If your hand eczema shows up as small, intensely itchy blisters along the sides of your fingers or on your palms, you likely have dyshidrotic eczema. This form has its own set of triggers on top of the usual irritants. Excessive sweating is a major one. People with naturally sweaty hands, or those who wear occlusive gloves for long stretches, are more prone to outbreaks.

Stress, both physical and emotional, reliably makes dyshidrotic flares worse. Warm weather and seasonal allergies can intensify symptoms too, while cooler, drier months sometimes bring relief. Nickel exposure is another known trigger. Nickel is found in jewelry, belt buckles, phone cases, and even certain foods. Fungal infections elsewhere on the body, like athlete’s foot, can also provoke a dyshidrotic reaction on the hands through a distant immune response, which is why treating a foot infection sometimes clears up hand symptoms.

Why Winter Makes It Worse

Cold temperatures and low humidity are a reliable recipe for hand eczema flares. Cold air holds less moisture, and indoor heating dries the air further, sometimes dropping indoor humidity well below comfortable levels. Your hands are often the most exposed part of your body in winter, facing wind and cold without the protection clothing gives the rest of your skin.
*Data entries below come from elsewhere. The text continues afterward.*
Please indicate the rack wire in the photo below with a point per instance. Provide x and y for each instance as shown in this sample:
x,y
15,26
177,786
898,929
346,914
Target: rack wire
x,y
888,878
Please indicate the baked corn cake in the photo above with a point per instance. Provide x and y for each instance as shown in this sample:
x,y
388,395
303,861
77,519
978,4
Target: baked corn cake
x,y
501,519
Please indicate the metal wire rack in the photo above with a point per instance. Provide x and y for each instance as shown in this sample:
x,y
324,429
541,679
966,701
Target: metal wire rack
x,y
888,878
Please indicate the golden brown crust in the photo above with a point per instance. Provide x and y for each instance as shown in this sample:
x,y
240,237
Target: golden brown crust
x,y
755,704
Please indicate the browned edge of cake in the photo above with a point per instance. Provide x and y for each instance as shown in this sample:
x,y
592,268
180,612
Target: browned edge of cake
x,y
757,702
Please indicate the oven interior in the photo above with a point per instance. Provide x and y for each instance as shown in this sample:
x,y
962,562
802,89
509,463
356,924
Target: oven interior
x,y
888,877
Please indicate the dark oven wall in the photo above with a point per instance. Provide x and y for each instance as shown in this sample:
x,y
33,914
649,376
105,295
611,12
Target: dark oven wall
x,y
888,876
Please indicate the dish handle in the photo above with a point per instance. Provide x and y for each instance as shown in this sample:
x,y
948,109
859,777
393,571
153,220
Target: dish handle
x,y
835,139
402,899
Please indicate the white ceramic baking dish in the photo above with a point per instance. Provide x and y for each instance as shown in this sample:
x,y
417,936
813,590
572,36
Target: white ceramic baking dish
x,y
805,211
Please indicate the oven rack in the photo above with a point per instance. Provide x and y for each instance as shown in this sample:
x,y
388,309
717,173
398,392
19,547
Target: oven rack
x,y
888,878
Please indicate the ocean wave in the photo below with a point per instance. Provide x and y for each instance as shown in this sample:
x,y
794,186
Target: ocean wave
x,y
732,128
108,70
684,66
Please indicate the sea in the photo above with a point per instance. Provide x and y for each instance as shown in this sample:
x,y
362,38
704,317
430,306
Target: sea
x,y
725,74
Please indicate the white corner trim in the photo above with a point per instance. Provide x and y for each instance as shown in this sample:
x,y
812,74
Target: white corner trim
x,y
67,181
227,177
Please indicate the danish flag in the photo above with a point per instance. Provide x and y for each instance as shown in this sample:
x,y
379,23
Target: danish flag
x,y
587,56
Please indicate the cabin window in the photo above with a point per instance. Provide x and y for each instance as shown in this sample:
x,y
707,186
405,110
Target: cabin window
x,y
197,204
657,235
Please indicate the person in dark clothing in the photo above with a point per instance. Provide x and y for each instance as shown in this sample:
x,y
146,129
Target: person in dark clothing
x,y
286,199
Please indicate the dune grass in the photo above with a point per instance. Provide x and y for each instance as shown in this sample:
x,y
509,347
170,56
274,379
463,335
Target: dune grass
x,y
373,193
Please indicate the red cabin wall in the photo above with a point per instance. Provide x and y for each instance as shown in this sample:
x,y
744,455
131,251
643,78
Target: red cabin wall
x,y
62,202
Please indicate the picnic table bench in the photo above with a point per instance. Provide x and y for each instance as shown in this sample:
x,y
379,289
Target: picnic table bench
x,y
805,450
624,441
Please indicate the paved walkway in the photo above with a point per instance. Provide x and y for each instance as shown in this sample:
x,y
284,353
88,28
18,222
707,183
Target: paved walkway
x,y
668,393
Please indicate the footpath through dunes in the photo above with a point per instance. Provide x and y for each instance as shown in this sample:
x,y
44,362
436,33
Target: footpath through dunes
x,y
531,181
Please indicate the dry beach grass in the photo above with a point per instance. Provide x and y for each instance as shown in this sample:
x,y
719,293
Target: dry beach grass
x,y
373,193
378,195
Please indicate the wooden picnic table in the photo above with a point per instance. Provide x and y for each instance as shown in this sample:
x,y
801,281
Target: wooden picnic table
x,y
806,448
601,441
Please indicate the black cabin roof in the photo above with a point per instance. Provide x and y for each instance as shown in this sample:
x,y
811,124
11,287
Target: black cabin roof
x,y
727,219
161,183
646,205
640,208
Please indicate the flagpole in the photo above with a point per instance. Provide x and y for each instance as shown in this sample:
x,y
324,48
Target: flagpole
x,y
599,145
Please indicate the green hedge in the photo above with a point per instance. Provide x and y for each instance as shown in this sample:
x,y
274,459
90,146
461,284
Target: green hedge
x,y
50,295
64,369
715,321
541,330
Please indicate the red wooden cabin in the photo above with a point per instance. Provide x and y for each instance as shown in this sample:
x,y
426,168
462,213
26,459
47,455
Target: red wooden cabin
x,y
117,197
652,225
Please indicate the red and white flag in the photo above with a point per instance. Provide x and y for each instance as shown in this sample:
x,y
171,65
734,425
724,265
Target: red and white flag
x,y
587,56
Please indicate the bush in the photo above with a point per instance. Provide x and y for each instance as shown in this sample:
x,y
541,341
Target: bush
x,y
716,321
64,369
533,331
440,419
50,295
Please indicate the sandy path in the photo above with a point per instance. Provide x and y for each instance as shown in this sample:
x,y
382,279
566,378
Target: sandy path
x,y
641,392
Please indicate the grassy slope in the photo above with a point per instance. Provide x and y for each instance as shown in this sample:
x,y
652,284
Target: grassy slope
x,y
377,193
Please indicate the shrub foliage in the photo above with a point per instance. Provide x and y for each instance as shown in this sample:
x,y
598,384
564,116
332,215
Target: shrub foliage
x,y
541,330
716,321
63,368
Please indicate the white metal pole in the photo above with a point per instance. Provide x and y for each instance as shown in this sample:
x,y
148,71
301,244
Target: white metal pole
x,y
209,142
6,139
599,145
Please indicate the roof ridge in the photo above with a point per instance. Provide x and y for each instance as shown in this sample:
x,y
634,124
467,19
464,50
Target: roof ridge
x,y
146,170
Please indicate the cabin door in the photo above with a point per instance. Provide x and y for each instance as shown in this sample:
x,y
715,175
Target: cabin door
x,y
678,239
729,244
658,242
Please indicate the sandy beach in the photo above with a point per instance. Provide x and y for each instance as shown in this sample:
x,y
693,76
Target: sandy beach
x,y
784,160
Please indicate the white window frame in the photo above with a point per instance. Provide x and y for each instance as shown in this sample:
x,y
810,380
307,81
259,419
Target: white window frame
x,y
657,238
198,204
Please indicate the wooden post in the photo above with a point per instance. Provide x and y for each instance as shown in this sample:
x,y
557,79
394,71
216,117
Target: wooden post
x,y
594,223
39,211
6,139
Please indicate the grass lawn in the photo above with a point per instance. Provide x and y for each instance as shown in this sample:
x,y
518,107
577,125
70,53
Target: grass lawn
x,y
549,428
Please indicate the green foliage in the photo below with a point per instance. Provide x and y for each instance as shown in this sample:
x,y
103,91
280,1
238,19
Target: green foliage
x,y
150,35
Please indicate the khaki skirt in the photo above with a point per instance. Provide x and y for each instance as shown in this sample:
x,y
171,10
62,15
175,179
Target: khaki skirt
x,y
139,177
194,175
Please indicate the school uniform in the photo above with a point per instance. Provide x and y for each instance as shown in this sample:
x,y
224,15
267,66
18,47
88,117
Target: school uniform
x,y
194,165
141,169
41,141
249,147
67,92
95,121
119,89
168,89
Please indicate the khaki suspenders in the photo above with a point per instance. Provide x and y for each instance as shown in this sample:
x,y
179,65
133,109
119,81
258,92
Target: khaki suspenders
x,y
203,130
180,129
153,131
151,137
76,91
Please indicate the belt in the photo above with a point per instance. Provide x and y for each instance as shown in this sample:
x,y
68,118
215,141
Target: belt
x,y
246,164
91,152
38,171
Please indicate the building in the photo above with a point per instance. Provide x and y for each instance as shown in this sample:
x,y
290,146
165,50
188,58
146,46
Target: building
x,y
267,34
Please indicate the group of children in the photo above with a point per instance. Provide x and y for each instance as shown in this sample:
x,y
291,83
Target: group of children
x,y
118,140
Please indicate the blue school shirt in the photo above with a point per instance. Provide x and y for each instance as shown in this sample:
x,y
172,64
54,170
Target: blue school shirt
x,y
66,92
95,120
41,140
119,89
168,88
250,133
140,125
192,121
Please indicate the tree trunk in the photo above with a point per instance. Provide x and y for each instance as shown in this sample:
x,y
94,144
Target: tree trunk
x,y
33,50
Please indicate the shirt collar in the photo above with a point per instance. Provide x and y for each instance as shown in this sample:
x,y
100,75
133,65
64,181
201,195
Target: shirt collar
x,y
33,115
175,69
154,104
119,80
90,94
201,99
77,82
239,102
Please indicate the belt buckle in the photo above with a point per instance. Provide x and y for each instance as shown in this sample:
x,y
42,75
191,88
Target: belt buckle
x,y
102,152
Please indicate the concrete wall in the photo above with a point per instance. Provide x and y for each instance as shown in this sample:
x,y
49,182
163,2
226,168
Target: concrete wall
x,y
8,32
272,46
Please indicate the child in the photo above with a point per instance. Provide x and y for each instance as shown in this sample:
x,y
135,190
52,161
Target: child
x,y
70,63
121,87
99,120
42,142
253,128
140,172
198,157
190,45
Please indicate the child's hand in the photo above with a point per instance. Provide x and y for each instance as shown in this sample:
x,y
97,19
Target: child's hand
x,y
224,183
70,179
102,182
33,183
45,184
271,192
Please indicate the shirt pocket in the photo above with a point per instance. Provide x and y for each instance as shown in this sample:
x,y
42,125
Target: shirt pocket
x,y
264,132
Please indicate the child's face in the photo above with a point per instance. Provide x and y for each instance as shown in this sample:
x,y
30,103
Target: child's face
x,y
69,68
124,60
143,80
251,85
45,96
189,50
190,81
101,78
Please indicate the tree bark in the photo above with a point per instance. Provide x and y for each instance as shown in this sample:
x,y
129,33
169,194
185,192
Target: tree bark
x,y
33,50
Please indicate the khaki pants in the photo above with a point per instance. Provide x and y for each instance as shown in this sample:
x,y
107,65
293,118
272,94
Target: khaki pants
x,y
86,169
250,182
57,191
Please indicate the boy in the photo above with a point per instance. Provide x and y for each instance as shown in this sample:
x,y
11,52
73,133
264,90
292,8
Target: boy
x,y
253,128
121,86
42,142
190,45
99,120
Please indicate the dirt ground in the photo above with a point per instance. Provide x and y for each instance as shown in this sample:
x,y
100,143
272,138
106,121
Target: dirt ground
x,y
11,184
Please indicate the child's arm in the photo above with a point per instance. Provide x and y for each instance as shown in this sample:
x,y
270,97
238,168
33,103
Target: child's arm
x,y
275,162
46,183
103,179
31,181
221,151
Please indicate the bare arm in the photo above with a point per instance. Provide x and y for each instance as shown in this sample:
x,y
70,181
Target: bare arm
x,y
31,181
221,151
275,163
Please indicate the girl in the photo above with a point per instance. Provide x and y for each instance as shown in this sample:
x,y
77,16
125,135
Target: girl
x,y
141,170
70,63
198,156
For people who already carry a filaggrin mutation, this seasonal drop in humidity hits especially hard because their skin can’t compensate by producing enough natural moisturizing compounds. Running a humidifier indoors and wearing gloves outside (fabric-lined, not rubber) helps reduce winter flares. The goal is to keep the skin from losing moisture faster than you can replace it.

How Doctors Assess Severity

Dermatologists evaluate hand eczema by looking at five regions: fingertips, fingers, palms, backs of the hands, and wrists. They check each region for redness, thickening, blisters, cracks, scaling, and swelling, then combine those assessments into an overall severity score. A mild case involves minor redness or dryness in a limited area. Moderate cases show more widespread involvement with visible cracking or blistering. Severe hand eczema covers large portions of both hands and may include deep, painful fissures.

This matters practically because treatment intensity scales with severity. Mild cases often respond to consistent moisturizing and irritant avoidance. Moderate and severe cases typically need prescription anti-inflammatory creams or, in stubborn cases, treatments that target the immune overreaction driving the inflammation. The earlier you address it, the easier it is to interrupt that cycle of barrier damage and immune activation before it becomes self-reinforcing.

Allergic Contact Dermatitis

Irritation and allergy are different mechanisms, and both can cause hand eczema. Allergic contact dermatitis happens when your immune system develops a specific reaction to a substance after repeated exposure. Common allergens include nickel, fragrances, preservatives in cosmetics, rubber chemicals in gloves, and certain plant compounds. Unlike irritant dermatitis, which affects almost anyone given enough exposure, allergic reactions are individual. You can develop them to a substance you’ve used for years without problems.

Patch testing, where small amounts of common allergens are applied to your back under adhesive patches for 48 hours, is the standard way to identify contact allergies. If a specific allergen is identified, avoiding it can sometimes resolve hand eczema entirely, which makes testing worthwhile for anyone whose symptoms don’t improve with basic irritant avoidance and moisturizing.